There is no official textbook for the course, but Python Programming: An Introduction to Computer Science by John Zelle is a good Python introduction. Also, you can check out Dive Into Python, which is available for free online or (in printed form) in the CMU library. Another quality online resource is A Byte of Python.
Grades will depend on homeworks and final project. For a passing grade, you need 7 (out of 10) on at least 7 homeworks (there will be at least 9 homeworks) and a 7 on the final project. Homeworks will be assigned on Tuesdays and are due the next Tuesday at mid-night. Late penalties: up to 24 hours delay: 20% penalty. Up until beginning of lab-session: 30% penalty. Thursday sessions will often include discussion of homeworks. Therefore, after that, you can no longer turn in homeworks for grading.
Homework will normally consists of a multiple-choice/short answer section plus a programming question. Homeworks are to be turned in by email, with the answers either typed-in directly in the body of the email (text-only emails, please), or as a text (.txt) or PDF format for the question and as an attached .py file for the programming assignments. In particular, doc, docx, odt will not be accepted.
This is what I expect that students will have learned by the end of the course:
- Software carpentry: source control, unit testing, profilers. Students should know how to use Subversion, nosetest, and the Python profiler as well as understand the concepts behind these tools (which will enable them to use a different implementation of the same ideas).
- Modern programming paradigms: object oriented. Students should know how polymorphism works and understand when and why it can be useful.
- Students should know how floating-point numbers are represented and their limitations. Detailed knowledge of specific formats is not required.
- Technologies: Python, including numpy. Students should be able to comfortably write medium-sized programs (a few thousand lines of code) using these technologies in an effective way.
Most importantly, I expect students to be (and consider themselves) more efficient programmers. The overall goal is a twenty per-cent improvement in productivity.
This outline is my current thinking on the course. The general topics are very much fixed upon (except for the last module, which is flexible by-design), but the content of each lecture might still be tweaked.
Overview of the course, course policies. Principles of readable code.
This is only for people who don’t know programming and will teach you the basics.
What is Python? Basic types and iterations.
Introduction to object-oriented code.
More Python.
Exception-handling. Defensive programming (assert statement)

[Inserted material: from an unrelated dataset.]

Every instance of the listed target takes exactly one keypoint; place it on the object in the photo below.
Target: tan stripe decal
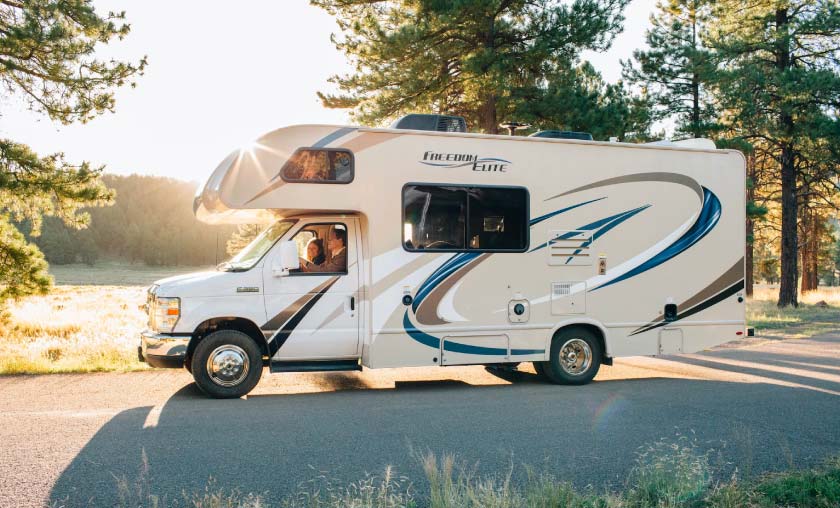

Odds & ends of python 2. In-class exercises on Python.
Using the shell.
Version control: Subversion.
Defensive Programming & Unit testing (nosetest).
Debugger & Profiler.
We focus on both basic issues of scientific computing (floating point representation) and an overview of basic algorithms for scientific tasks (in particular, numerical optimisation).
Binary representation. How integers are represented in memory (positive and negative numbers), integer sizes. Discussion of fixed-point vs. floating point. How floating point numbers are represented internally. Ieee numbers, nan’s, Infs.
Using arrays to write code, reductions and broadcasting.
Feb 24.
Reformulating your problems as an optimisation problem. Limitations of this approach. Newton’s method. Gradient descent.
Feb 26
Thinking about memory allocation and temporaries. Projects
Mar 3
Pseudo-random numbers. Issues with stochasticity. Metropolis-Hastings Algorithm
Mar 5
Introduction to OpenOpt. Discussion of possible projects.
Homework: Students should submit a project proposal (or choose from the instructor proposed projects).
Mar 17
Discussion of file formats, encodings. Basic syntax of regular expressions.
Mar 19
Mar 24
Publishing code is often part of the publication process with benefits for both the community and the author. In this lecture, we focus on the aspects inherent to a good, re-usable, software package. We also go over open-source licenses. Re-produceable research.
Mar 31
This final section consists of more advanced topics. No homeworks will be assigned as students should be working on their projects. The topics covered in this module is open to change based on student interests.
Simple design principles behind an effective graphical user interface.
Tools for building a user interface: pyqt.
Organising large quantities of data using a relational database.
How to build a database.
Buffer time for overflow from other lectures.
Tools for interface Python/C/C++/Fortran/R/...